This trial is evaluating whether Zinc will improve 1 primary outcome and 2 secondary outcomes in patients with Carcinoma. Measurement will happen over the course of Up to 4 months after study start.
This trial requires 17 total participants across 2 different treatment groups
This trial involves 2 different treatments. Zinc is the primary treatment being studied. Participants will be divided into 2 treatment groups. There is no placebo group. The treatments being tested are not being studied for commercial purposes.
Carcinomas may present with a variety of symptoms. Common treatments include surgery (or surgery with radiation or chemotherapy), chemotherapy, immunotherapy (e.g., rituximab, trastuzumab), and radiotherapy. Most carcinomas have no cure, but some do have a cure (eg, melanoma and renal cell carcinoma). The 5-year survival rate may be around 30% for surgically resected renal cell carcinoma and 15% for lung cancer.
The number of cases of carcinoma diagnosed in the US in any given year is dependent on the prevalence of the disease. Recent findings underscore the need for careful and comprehensive epidemiologic studies in populations that will aid in planning and programmatic planning for cancers in high-prevalence or high-risk populations.
Carcinoma is the most common type of malignancy present in the brain. Treatment is largely palliative in the majority of cases, and the 5-year survival rate is only 20%. A multidisciplinary management plan is the most important variable in determining survival. Brain tumour is a separate entity from brain metastatic carcinomas. Carcinomas of the brain are classified based on their location and in order to provide patients with a reasonable outcome.
Chronic inflammation, such as that caused by smoking, is a plausible mechanism for carcinogenesis. The role of infection with human papillomavirus is suggested by its increasing frequency in epithelial carcinomas, but its role is yet to be determined.
Carcinoma of the cervix is strongly associated with poor survival rate in early stage because of the failure of adequate treatment. There are various ways to decrease the local and distant disease recurrence, such as radiotherapy, chemotherapy or the use of hormonotherapy. The cure rate of carcinoma varies with the cancer-type. However, it is still a very serious task to cure the carcinoma.
The signs of carcinoma could be distinguished based on their clinical presentation, and the diagnosis could be easily missed. The development of consensus guidelines would be useful in the future.
The prevalence of carcinoma of colon is 1.5 million cases per year in the U.S.; in Finland a 5-year incidence of colorectal carcinoma in whites has been estimated to be around 20/10 000, whereas in blacks this number is around 50/10 000. Thus, in Finland carcinoma of colon is roughly as common for whites as it is in blacks in the United States. Carcinoma of the colon causes approximately 20% of death, and 15% of death due to cancer in the U.S.

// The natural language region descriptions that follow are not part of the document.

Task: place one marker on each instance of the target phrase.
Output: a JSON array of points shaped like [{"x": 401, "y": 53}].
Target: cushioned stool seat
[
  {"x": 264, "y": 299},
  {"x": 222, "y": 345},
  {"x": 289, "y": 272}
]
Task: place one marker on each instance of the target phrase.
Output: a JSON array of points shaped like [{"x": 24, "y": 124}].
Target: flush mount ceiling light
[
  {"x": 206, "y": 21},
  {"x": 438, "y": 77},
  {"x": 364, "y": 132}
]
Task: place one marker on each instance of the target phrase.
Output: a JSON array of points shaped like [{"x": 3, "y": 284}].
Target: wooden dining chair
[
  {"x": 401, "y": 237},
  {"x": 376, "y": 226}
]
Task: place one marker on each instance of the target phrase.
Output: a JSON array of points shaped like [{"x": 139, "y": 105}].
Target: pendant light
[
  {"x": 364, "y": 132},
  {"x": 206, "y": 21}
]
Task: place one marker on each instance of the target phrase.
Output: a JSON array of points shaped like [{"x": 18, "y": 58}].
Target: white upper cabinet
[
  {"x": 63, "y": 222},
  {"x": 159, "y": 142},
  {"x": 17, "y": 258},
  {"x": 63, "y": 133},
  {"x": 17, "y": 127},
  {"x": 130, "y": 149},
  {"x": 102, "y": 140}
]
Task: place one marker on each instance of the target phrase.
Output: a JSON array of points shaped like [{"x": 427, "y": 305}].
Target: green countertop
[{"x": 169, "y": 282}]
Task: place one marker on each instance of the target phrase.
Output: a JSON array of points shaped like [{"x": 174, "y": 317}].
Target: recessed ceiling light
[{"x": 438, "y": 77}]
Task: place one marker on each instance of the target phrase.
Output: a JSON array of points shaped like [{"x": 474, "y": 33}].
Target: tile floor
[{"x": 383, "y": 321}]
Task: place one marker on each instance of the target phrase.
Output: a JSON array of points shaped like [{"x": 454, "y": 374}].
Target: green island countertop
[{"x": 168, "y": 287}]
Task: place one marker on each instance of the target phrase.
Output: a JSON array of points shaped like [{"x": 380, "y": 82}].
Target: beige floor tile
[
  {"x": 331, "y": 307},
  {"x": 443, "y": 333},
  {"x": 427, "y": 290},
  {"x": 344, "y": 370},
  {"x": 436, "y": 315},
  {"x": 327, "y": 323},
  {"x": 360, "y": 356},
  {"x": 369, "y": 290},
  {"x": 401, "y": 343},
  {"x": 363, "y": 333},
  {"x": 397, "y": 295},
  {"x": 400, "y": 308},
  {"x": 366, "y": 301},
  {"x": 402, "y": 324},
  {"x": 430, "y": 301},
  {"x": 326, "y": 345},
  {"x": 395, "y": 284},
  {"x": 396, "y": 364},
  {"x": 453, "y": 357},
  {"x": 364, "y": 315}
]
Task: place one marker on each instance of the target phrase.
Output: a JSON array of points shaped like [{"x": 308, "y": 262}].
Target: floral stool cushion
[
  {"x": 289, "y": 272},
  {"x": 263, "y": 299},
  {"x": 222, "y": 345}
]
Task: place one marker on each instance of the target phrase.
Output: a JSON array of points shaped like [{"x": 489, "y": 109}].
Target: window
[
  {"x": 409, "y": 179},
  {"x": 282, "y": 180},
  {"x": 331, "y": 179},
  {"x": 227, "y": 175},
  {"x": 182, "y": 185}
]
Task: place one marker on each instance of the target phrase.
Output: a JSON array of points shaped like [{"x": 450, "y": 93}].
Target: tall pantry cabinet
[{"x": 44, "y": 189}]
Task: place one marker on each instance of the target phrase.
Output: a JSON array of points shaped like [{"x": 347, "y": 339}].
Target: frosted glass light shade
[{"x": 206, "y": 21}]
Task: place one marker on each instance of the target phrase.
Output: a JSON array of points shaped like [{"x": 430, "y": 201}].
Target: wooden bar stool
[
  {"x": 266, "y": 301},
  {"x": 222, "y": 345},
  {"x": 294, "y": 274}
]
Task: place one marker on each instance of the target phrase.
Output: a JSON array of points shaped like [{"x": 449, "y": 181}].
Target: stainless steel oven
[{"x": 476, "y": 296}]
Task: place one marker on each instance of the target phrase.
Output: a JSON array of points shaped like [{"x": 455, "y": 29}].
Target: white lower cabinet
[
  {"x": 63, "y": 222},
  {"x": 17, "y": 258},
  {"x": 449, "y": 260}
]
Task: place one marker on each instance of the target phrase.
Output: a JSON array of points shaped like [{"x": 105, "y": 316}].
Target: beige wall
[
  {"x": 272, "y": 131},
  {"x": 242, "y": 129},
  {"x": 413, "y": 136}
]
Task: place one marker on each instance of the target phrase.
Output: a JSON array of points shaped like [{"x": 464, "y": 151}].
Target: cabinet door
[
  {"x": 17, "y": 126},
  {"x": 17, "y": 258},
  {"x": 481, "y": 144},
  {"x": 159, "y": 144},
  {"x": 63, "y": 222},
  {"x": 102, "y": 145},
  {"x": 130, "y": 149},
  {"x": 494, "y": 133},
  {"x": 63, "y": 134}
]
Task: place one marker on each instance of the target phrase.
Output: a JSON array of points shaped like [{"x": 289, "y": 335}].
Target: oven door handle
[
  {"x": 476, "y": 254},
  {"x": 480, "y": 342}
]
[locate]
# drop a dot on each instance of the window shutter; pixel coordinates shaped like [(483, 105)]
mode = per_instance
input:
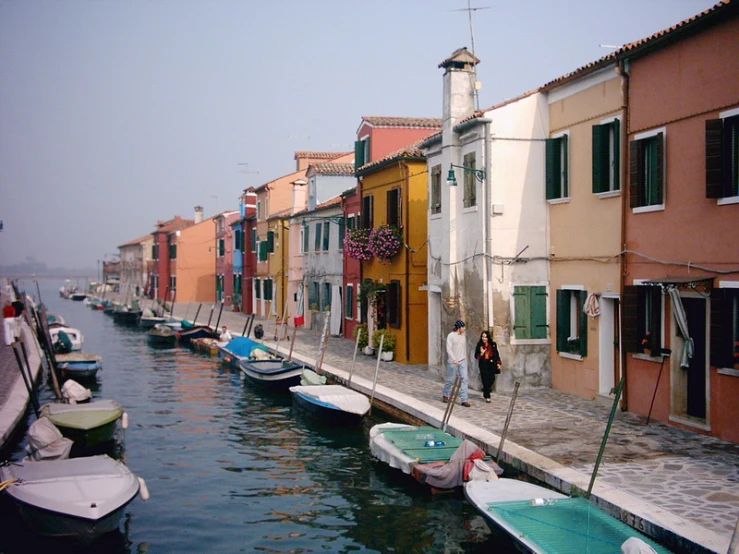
[(552, 169), (721, 327), (660, 139), (359, 160), (563, 319), (583, 324), (538, 312), (635, 148), (600, 158), (616, 154), (630, 319), (522, 304), (714, 158)]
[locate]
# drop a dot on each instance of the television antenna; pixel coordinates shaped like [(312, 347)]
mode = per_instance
[(469, 9)]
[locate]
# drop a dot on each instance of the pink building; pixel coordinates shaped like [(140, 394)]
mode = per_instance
[(681, 282)]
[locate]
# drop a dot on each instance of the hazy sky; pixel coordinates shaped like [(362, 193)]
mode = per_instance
[(116, 114)]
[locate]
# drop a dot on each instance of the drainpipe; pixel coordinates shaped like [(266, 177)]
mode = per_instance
[(488, 320), (623, 72)]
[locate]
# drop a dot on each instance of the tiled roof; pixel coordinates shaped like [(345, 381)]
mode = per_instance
[(412, 150), (331, 168), (300, 154), (417, 122)]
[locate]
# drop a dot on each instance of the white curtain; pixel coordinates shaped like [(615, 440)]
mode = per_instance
[(682, 324)]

Approximately 1 in 3 people had carcinoma at the age of 40, and there is evidence that the proportion will continue to increase. Cancers of the head and neck will present earlier to the patient, but this will be offset by a higher proportion of cancers presenting at a later age. Further work must determine whether these factors will be important in the planning of cancer services.
There are a number of new findings that are being tested in order to treat carcinoma. By searching the National Cancer Institute's website, you will be able to view the list of cancer treatments in the future. Because the treatments for cancer continue to change, your doctor will be able to recommend the best course of action for you.\n
The studies on carcinoma are evolving rapidly as the cancer research progresses. The following are some of the interesting recent developments in carcinoma research. (1) The number of new molecular subtype studies in carcinoma has risen considerably. (2) Cancer stem cell research has become increasingly important as the target of anticancer. (3) Novel biologic therapies have been developed for some carcinoma. (4) There has been development of tumor biomarkers for early detection of carcinoma at its early stage. (5) Cancer immunotherapy has shown much promise in developing an effective response in patients with carcinoma. (6) Cancer vaccine is a promising approach to overcome some of the limitations of cancer.
A recent case-control study identified two patients having a high risk of disseminated disease who did not obtain clinical clearance, despite the development of a clinical suspicion of carcinoma. In these two patients the clinical course was not favorable: they were still alive, but died of other causes, in 4 and 8.5 months, respectively. There is no precise timing parameter in this form of carcinoma dissemination and there is no agreement about the necessity, or even the possibility, of applying specific treatment to high risk patients.
Although there are many factors that contribute to the development of carcinoma, primary malignancy remains the most significant component of carcinoma and, by extension, the primary treatment of carcinoma. In particular, primary carcinoma contributes over 10% to the overall mortality rate in patients with carcinoma, making it the most common cause of mortality. To help physicians in their treatment of patients with carcinoma, we provide a list of the leading causes of primary carcinoma and propose possible treatment strategies for each primary carcinoma based on the mechanism by which it develops.